Lyon et ses pauvres
Les dames de charité, les bonnes oeuvres, les patronages, autant d'images d'Epinal qui évoquent le monde de la charité aux XIXe-XXe siècles, mais aussi l'ambivalence des intentions sous-jacentes, entre générosité et bonne conscience. Dans ce domaine, la ville de Lyon semble occuper une place de choix. Au XIXe siècle, les élites locales décernent à leur ville le titre de « Ville des aumônes » ou de « Capitale de la charité ». En effet, la multitude d'oeuvres, présentes sur la place lyonnaise, permet de répondre à toutes les souffrances sociales de l'orphelin à la veuve, en passant par les incurables ou les ouvriers sans logement.

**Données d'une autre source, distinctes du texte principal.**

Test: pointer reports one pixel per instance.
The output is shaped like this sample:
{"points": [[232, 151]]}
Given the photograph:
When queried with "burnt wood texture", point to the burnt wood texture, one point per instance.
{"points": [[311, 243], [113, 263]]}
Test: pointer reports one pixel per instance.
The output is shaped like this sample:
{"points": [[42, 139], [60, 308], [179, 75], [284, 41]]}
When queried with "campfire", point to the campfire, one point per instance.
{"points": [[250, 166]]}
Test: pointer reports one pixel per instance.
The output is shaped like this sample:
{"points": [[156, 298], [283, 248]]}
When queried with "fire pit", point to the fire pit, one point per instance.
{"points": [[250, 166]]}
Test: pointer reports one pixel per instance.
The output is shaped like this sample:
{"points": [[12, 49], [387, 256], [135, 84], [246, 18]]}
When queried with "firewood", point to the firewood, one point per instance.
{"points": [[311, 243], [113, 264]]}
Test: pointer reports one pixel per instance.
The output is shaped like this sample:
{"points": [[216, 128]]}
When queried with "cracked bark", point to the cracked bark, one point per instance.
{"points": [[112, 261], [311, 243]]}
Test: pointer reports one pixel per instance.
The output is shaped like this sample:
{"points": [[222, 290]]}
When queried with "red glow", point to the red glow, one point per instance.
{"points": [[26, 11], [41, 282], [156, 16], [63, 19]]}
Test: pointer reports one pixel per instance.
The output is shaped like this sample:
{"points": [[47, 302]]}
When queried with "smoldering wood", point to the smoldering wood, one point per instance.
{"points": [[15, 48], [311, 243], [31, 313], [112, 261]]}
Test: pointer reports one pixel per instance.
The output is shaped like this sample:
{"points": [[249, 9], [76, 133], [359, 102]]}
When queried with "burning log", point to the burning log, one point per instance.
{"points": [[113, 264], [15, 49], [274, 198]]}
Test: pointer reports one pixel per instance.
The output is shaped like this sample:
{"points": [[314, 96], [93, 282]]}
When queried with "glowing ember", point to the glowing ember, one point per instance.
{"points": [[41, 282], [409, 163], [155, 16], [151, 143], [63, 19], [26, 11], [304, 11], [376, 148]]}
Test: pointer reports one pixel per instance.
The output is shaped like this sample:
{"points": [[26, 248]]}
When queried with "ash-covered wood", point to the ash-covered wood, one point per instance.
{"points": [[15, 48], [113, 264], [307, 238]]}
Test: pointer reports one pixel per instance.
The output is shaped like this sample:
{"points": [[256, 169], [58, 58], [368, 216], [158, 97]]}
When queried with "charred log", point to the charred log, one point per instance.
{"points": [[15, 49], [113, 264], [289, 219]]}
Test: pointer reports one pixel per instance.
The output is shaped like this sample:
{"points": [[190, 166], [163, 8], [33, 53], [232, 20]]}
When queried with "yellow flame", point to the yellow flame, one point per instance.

Par-delà la légende dorée ou noire de l'action caritative, il s'agit d'essayer de dégager les enjeux, les modalités et les acteurs qui se croisent autour de cette question sur une période charnière entre la Révolution française et la Deuxième Guerre mondiale. Le dynamisme lyonnais s'explique, en partie, par les rivalités, mais aussi les complémentarités et les collaborations entre acteurs privés et publics qui se jouent autour de l'assistance aux plus démunis. Des lignes de fracture traversent d'ailleurs les deux camps et évoluent, témoignant d'idéologies et de conceptions différentes. La mise en place d'une politique sociale à la fin du XIXe siècle ne sonne pas, pour autant, le glas de ce dynamisme. L'histoire n'est pas linéaire, ne se résumant pas à l'avènement d'un système public de prise en charge qui triompherait de la bienfaisance privée. Les oeuvres font évoluer leurs pratiques, tandis que les pouvoirs publics mettent à profit les savoir-faire des dames de charité.
Ville où se croisent des sensibilités différentes, Lyon fonctionne comme un laboratoire où s'expérimentent des prises en charge sociales. Capitale de la charité au XIXe siècle, Lyon a été le berceau de nombreuses ONG au XXe siècle, affirmant, ainsi, le poids d'une tradition de solidarité qui fait partie intégrante de l'identité lyonnaise.